# The free space equation

*Sun 15 September 2024*

*Tagged: philosophy*

The idea is: if you have some resource which is partially used, and you increase
the total capacity, how much does your free capacity grow in relation to your increase in total capacity?
ChatGPT couldn't give me a name for this idea, so I'm calling it the *free space equation*.

For example, if you are thinking of adding a second hard disk the same size as your current one,
and your current one is **80% used**, then after adding the second disk your free space will increase from **20%** to **60%**.
You've **doubled** your total capacity, but **tripled** your free space.

Or, if your car takes up 90% of the width of your driveway, you can **double** the amount of free space around your car
by increasing the width of your driveway by **only 10%**.

Once you start noticing it, this comes up all over the place.

A king-size bed is only ~11% wider than a double bed, but if you and your partner are using up 80% of the width of your double bed, then changing to a king-size bed gets you about 50% more free space.

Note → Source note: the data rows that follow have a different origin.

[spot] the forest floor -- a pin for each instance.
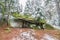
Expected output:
(28, 34)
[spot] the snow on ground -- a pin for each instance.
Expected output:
(30, 35)
(25, 36)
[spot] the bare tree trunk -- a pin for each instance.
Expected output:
(58, 9)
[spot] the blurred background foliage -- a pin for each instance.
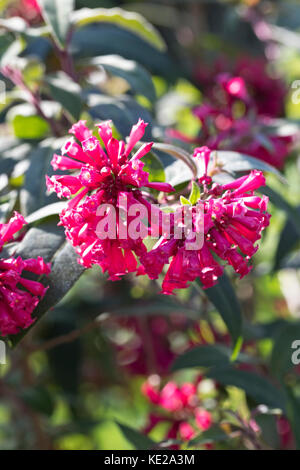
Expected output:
(74, 381)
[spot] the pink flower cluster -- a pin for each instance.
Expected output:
(236, 111)
(234, 218)
(103, 177)
(181, 406)
(18, 295)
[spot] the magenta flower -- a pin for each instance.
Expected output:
(233, 219)
(18, 296)
(180, 407)
(104, 177)
(222, 129)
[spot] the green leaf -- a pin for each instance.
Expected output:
(214, 434)
(203, 356)
(127, 20)
(181, 171)
(136, 75)
(223, 297)
(195, 194)
(57, 15)
(293, 413)
(281, 203)
(281, 358)
(39, 399)
(257, 387)
(237, 162)
(154, 167)
(137, 439)
(124, 112)
(67, 93)
(288, 239)
(30, 127)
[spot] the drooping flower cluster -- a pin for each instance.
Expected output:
(18, 295)
(231, 120)
(180, 406)
(266, 91)
(233, 218)
(109, 180)
(230, 221)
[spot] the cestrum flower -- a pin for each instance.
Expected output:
(18, 296)
(106, 188)
(179, 405)
(233, 218)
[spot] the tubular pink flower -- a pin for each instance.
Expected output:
(104, 177)
(18, 296)
(233, 219)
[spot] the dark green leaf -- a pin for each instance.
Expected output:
(127, 20)
(137, 76)
(214, 434)
(255, 386)
(281, 359)
(138, 440)
(67, 93)
(203, 356)
(39, 399)
(238, 162)
(57, 15)
(154, 167)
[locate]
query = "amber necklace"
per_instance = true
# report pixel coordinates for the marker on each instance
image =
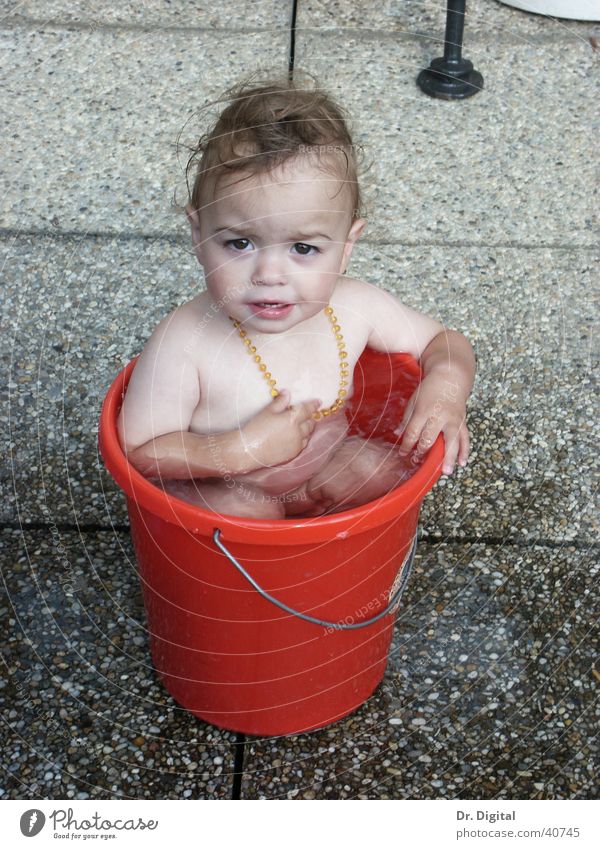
(272, 383)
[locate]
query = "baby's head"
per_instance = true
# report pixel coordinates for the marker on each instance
(275, 203)
(265, 126)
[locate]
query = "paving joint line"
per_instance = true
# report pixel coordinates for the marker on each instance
(125, 236)
(496, 34)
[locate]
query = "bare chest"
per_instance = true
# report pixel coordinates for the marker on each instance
(234, 386)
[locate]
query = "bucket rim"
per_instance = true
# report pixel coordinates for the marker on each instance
(198, 520)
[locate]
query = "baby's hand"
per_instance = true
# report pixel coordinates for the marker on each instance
(437, 406)
(279, 432)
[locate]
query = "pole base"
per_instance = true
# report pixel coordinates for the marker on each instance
(450, 80)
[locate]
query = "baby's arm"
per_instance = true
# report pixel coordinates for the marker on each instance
(438, 405)
(159, 404)
(275, 435)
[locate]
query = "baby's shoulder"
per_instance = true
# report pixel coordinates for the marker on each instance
(361, 297)
(181, 327)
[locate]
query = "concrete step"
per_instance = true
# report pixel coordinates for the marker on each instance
(512, 165)
(77, 310)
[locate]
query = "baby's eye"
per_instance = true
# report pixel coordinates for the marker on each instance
(304, 250)
(238, 244)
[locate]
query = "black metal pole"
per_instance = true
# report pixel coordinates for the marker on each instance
(451, 77)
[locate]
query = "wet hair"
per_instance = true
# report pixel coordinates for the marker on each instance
(266, 124)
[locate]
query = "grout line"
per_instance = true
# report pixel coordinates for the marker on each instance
(424, 538)
(14, 233)
(92, 25)
(495, 34)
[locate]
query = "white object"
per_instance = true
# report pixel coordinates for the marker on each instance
(577, 10)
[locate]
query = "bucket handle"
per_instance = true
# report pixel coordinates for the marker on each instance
(338, 626)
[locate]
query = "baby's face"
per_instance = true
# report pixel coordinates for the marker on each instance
(273, 245)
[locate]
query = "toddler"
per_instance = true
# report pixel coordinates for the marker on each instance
(237, 401)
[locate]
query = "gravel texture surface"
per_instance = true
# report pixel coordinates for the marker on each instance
(490, 693)
(87, 714)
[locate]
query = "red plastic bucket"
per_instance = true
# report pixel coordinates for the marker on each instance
(276, 627)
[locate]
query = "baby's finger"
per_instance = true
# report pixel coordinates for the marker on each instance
(411, 436)
(406, 417)
(306, 410)
(281, 401)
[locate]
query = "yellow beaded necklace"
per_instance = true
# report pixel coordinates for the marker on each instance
(272, 383)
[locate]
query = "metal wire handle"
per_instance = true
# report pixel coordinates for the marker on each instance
(338, 626)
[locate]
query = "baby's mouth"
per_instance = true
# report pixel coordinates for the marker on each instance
(271, 309)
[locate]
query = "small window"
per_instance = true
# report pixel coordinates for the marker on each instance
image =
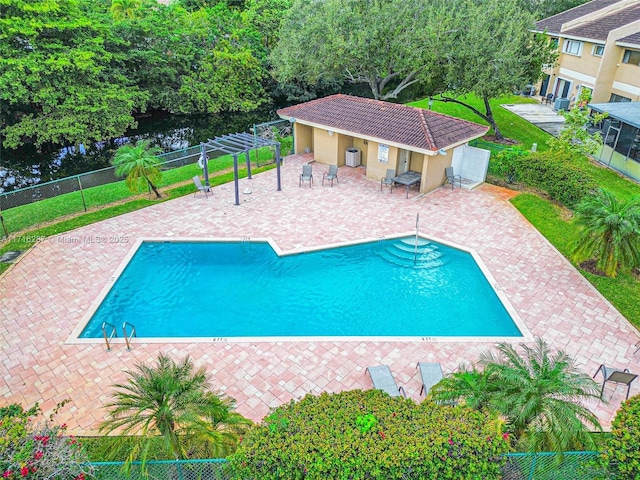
(632, 57)
(572, 47)
(618, 98)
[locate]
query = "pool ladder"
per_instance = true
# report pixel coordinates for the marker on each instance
(109, 332)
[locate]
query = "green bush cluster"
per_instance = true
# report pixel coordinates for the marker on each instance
(622, 452)
(562, 178)
(366, 434)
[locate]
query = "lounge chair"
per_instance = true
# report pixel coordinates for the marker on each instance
(388, 178)
(331, 175)
(306, 175)
(610, 374)
(383, 380)
(431, 374)
(199, 187)
(452, 178)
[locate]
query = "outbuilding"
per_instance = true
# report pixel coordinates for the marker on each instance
(349, 130)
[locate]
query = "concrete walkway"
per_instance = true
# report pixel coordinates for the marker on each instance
(539, 114)
(44, 296)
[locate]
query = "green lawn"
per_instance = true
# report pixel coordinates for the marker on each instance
(556, 224)
(26, 240)
(511, 125)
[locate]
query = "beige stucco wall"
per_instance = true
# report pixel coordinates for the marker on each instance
(375, 169)
(433, 174)
(606, 69)
(580, 64)
(360, 144)
(607, 73)
(303, 137)
(330, 150)
(344, 142)
(325, 146)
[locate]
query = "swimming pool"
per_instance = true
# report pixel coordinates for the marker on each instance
(244, 289)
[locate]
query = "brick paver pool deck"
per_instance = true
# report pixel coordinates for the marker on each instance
(43, 297)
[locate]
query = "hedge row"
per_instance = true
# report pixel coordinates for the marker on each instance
(561, 178)
(369, 435)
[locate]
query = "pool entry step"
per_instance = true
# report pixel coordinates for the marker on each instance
(405, 253)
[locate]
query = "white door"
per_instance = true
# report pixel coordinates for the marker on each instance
(403, 161)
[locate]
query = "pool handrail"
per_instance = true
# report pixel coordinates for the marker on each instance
(107, 338)
(127, 338)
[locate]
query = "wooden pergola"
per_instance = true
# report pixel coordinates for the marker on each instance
(234, 144)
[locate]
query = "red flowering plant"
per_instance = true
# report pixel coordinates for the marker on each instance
(33, 448)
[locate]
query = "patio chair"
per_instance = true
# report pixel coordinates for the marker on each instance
(388, 178)
(199, 187)
(383, 380)
(452, 178)
(331, 175)
(306, 175)
(610, 374)
(431, 374)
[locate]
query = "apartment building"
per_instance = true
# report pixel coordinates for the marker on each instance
(599, 50)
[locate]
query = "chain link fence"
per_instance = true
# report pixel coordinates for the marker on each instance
(550, 466)
(519, 466)
(211, 469)
(83, 181)
(80, 194)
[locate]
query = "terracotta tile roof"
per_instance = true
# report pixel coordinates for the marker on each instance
(599, 29)
(394, 123)
(554, 24)
(633, 39)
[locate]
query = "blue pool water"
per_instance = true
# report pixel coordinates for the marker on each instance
(245, 290)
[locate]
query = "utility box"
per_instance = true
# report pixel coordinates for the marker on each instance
(352, 157)
(561, 104)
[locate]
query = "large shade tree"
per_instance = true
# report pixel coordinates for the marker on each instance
(57, 83)
(204, 60)
(610, 232)
(539, 392)
(387, 45)
(174, 401)
(490, 51)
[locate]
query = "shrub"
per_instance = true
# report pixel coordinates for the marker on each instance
(35, 450)
(366, 434)
(622, 452)
(507, 163)
(561, 178)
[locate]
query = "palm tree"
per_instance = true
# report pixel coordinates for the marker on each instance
(468, 385)
(139, 162)
(121, 9)
(539, 394)
(172, 402)
(610, 233)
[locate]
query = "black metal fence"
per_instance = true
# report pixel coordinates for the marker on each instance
(519, 466)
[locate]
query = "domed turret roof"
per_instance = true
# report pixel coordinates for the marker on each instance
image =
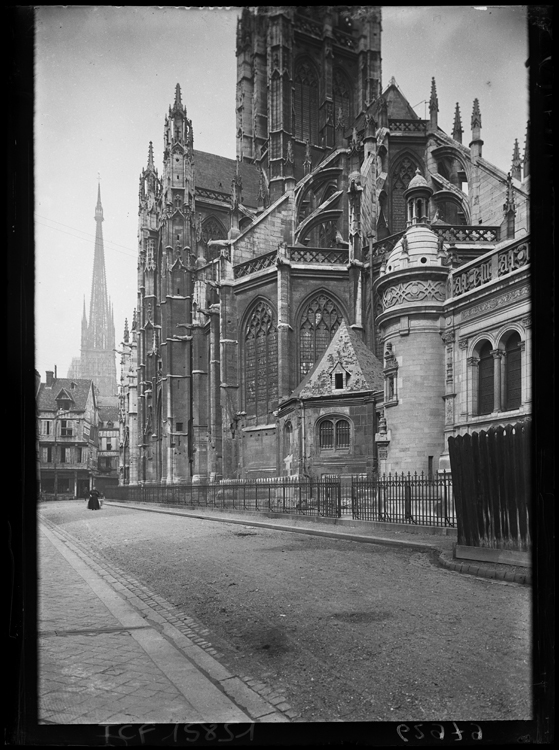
(418, 247)
(417, 181)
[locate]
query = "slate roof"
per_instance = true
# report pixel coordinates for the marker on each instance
(79, 393)
(108, 414)
(214, 172)
(347, 348)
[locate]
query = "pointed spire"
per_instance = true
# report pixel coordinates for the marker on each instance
(476, 116)
(98, 207)
(509, 209)
(178, 100)
(307, 164)
(516, 169)
(526, 162)
(457, 129)
(433, 106)
(476, 142)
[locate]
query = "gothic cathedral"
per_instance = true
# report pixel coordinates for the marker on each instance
(339, 299)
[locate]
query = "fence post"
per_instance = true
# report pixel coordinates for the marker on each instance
(407, 499)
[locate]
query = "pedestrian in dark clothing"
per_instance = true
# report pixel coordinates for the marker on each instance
(94, 496)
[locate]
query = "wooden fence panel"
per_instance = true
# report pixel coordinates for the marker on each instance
(490, 474)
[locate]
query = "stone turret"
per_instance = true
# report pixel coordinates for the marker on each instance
(411, 291)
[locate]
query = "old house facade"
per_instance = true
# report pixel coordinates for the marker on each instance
(330, 301)
(67, 416)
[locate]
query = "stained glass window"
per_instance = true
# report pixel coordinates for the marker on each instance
(341, 91)
(486, 380)
(400, 181)
(261, 361)
(305, 102)
(513, 380)
(319, 323)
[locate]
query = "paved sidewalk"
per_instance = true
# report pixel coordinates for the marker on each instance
(439, 541)
(103, 661)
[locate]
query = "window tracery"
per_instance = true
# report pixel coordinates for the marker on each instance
(401, 177)
(341, 92)
(319, 323)
(305, 102)
(261, 361)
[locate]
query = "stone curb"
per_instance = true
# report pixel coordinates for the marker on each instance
(368, 539)
(198, 651)
(445, 558)
(483, 571)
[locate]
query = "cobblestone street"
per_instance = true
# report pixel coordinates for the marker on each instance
(276, 626)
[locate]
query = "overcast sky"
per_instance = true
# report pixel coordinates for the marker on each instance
(105, 77)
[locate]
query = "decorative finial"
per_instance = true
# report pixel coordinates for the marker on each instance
(476, 115)
(457, 129)
(178, 100)
(433, 101)
(526, 164)
(516, 169)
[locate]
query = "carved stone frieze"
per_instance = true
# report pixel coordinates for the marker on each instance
(413, 291)
(491, 304)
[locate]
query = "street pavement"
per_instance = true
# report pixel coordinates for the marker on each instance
(112, 652)
(439, 541)
(105, 660)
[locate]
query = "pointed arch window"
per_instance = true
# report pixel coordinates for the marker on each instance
(320, 321)
(341, 91)
(486, 376)
(261, 361)
(213, 229)
(513, 380)
(305, 102)
(401, 177)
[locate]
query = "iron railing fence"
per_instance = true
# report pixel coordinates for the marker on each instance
(397, 498)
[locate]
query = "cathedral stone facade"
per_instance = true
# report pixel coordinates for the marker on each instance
(339, 299)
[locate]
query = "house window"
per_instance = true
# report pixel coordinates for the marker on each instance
(327, 434)
(261, 361)
(513, 380)
(287, 437)
(342, 434)
(486, 388)
(334, 434)
(305, 102)
(319, 323)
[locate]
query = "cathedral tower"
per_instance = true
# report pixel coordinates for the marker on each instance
(304, 73)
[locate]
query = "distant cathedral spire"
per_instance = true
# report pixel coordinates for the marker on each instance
(457, 129)
(97, 358)
(516, 168)
(526, 164)
(433, 106)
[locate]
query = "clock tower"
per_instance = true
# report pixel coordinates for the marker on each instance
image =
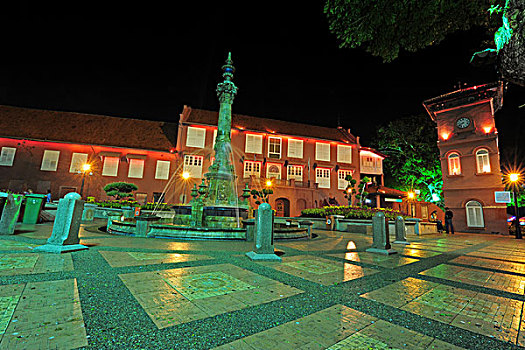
(468, 146)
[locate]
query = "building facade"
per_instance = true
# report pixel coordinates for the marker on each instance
(468, 145)
(304, 165)
(45, 150)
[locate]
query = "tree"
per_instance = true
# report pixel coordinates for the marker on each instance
(120, 190)
(384, 27)
(412, 162)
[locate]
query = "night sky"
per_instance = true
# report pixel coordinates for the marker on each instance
(147, 62)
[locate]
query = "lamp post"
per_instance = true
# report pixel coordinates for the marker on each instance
(185, 177)
(411, 196)
(86, 167)
(515, 179)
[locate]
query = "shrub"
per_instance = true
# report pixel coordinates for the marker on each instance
(120, 190)
(350, 212)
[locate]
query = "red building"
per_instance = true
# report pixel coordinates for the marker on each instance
(306, 164)
(45, 150)
(468, 144)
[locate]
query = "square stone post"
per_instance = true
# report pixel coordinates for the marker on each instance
(263, 249)
(401, 237)
(381, 236)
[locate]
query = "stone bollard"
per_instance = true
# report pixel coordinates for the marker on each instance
(66, 226)
(10, 214)
(142, 224)
(401, 237)
(381, 236)
(263, 249)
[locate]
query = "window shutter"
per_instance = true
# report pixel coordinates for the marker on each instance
(295, 148)
(77, 160)
(322, 151)
(162, 170)
(136, 168)
(110, 167)
(50, 160)
(7, 156)
(195, 137)
(344, 154)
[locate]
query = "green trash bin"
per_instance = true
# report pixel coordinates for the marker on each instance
(33, 207)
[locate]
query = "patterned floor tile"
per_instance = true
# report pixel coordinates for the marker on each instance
(319, 270)
(31, 263)
(176, 296)
(55, 320)
(120, 259)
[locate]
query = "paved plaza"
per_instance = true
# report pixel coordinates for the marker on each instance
(440, 292)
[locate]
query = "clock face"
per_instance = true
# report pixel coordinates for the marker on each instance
(463, 122)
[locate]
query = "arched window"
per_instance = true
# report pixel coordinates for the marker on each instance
(482, 161)
(474, 214)
(454, 165)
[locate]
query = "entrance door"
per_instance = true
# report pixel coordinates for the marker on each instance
(282, 206)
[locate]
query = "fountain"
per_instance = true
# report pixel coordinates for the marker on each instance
(215, 210)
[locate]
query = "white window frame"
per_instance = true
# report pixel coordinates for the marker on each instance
(110, 166)
(274, 175)
(252, 168)
(273, 152)
(7, 156)
(295, 148)
(136, 168)
(454, 164)
(322, 177)
(295, 172)
(162, 170)
(77, 161)
(195, 137)
(344, 154)
(193, 165)
(50, 160)
(322, 151)
(342, 184)
(483, 161)
(474, 213)
(253, 144)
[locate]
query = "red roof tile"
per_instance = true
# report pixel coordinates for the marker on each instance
(25, 123)
(244, 122)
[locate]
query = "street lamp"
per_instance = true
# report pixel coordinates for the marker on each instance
(86, 168)
(515, 179)
(185, 177)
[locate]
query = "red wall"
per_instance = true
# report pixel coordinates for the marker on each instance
(26, 174)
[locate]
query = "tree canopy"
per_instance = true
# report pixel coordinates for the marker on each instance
(384, 27)
(413, 156)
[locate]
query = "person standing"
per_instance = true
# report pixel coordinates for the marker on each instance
(448, 220)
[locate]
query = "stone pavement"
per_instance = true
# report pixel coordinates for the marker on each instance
(440, 292)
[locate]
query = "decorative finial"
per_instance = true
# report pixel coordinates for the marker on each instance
(228, 69)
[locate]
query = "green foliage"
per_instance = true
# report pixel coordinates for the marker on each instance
(384, 27)
(262, 196)
(350, 212)
(120, 190)
(413, 157)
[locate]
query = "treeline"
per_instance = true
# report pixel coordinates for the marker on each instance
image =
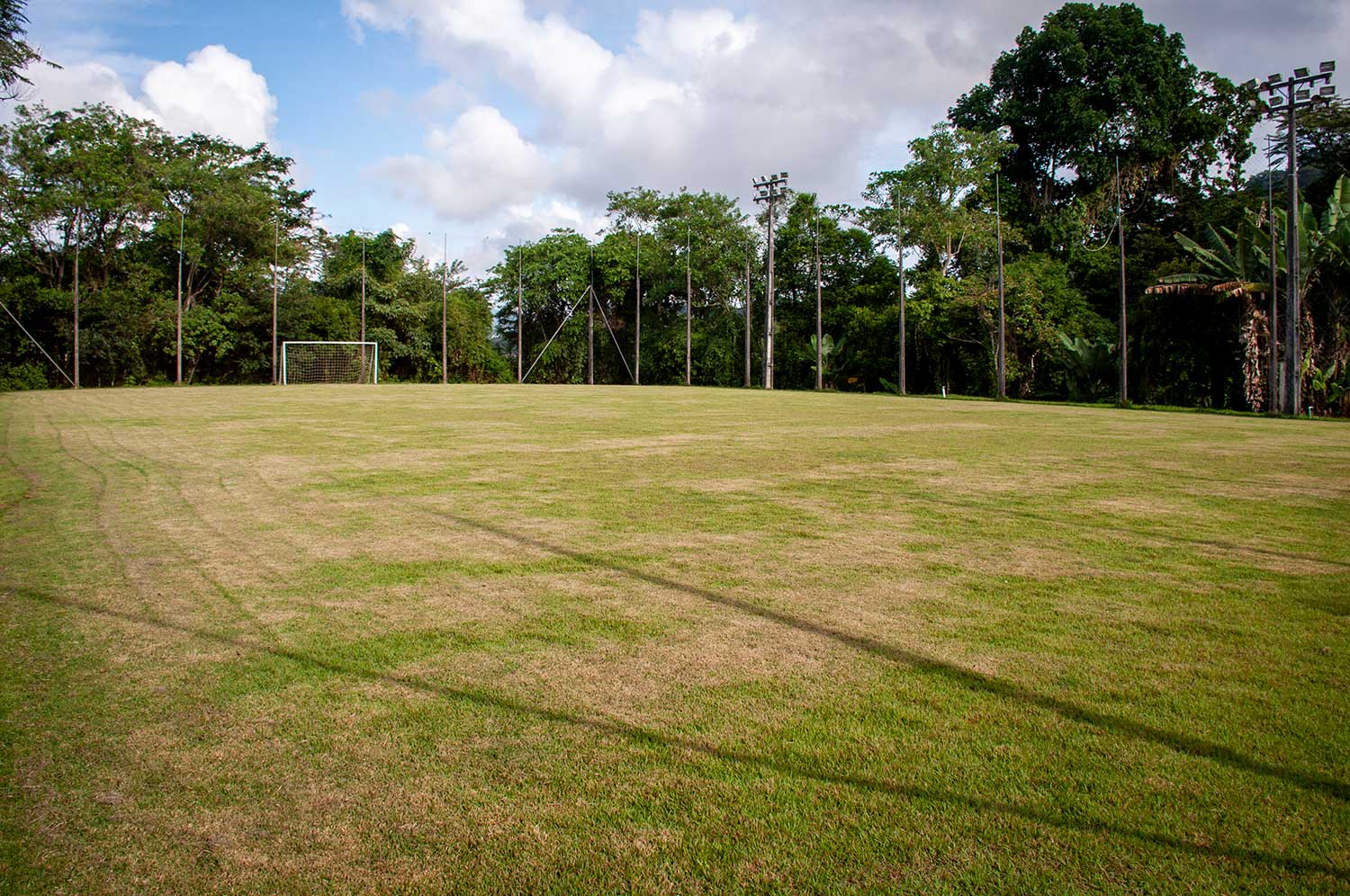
(126, 202)
(1095, 118)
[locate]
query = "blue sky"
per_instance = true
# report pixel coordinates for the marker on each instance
(499, 119)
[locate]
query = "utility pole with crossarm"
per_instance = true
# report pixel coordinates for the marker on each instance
(769, 189)
(1287, 97)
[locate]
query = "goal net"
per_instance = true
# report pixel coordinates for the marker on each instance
(323, 362)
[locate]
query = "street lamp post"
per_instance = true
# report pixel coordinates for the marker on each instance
(1287, 97)
(769, 189)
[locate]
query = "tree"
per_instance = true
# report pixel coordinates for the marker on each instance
(1096, 84)
(16, 54)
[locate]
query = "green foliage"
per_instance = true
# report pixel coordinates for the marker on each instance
(1088, 369)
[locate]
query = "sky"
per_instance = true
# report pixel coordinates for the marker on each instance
(481, 123)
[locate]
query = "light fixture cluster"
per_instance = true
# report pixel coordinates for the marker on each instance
(1296, 92)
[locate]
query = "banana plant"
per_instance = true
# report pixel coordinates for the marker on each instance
(832, 356)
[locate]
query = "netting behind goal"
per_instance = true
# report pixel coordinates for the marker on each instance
(318, 362)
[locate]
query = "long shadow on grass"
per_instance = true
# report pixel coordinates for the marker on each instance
(645, 737)
(986, 509)
(967, 677)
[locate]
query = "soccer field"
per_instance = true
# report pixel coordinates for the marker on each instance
(561, 640)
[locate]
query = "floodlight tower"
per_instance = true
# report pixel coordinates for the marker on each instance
(1285, 97)
(769, 189)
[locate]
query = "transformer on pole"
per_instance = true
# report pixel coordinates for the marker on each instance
(1285, 97)
(769, 189)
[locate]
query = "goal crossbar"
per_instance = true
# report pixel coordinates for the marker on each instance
(313, 361)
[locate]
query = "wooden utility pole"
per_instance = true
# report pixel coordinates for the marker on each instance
(1287, 97)
(747, 315)
(1002, 361)
(767, 191)
(820, 370)
(1120, 226)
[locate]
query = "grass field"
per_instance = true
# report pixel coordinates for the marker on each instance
(558, 640)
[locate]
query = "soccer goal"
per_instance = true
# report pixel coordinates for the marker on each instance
(321, 362)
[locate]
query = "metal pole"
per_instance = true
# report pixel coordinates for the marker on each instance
(769, 305)
(688, 301)
(1002, 361)
(747, 315)
(1120, 227)
(637, 315)
(178, 326)
(445, 291)
(1292, 355)
(275, 264)
(78, 237)
(899, 259)
(590, 321)
(820, 372)
(1274, 391)
(520, 318)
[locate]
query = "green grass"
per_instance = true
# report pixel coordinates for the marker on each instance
(558, 640)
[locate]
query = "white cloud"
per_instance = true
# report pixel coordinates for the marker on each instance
(213, 92)
(480, 164)
(701, 96)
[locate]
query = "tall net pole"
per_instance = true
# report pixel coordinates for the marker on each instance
(78, 237)
(590, 321)
(899, 259)
(637, 313)
(178, 321)
(1274, 391)
(820, 336)
(998, 219)
(688, 302)
(1125, 340)
(445, 302)
(275, 262)
(520, 318)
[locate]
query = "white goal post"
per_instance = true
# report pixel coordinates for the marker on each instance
(328, 362)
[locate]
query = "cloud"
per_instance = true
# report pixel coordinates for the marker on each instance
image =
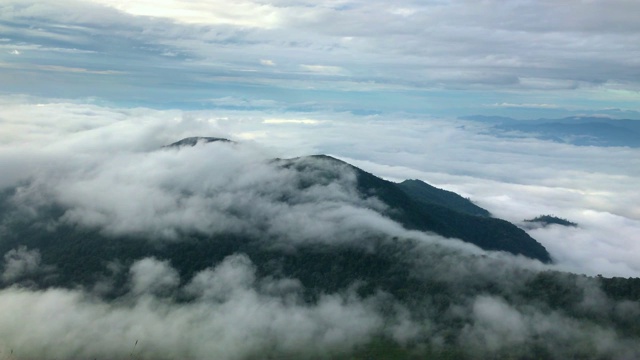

If you're spending 95% of your earnings, then increasing your earnings by 10% gets you 3x as much disposable income (modulo tax).

If you expect a journey to take 1 hour, and you only allow yourself 1 hour and 5 minutes, then you expect to use
~92% of the time available. If you give yourself an extra 5 minutes then you increase the total
time dedicated to the journey by ~8%, but you **double** your margin of error. You're much less likely to be late.

This chart shows the ratio of marginal increase in free space to the proportional increase in total size:

The function is ** y = 1 / (1 - x)**, where

**is your current used proportion (on a scale of 0 to 1), and**

*x***is the ratio of free space increase to total size increase.**

*y*You can see that you get a larger percentage increase in the size of your free space if your free space is a smaller percentage of the total space.

Pretty uncontroversial, but it's a useful way to think about the relationship between free space and total space.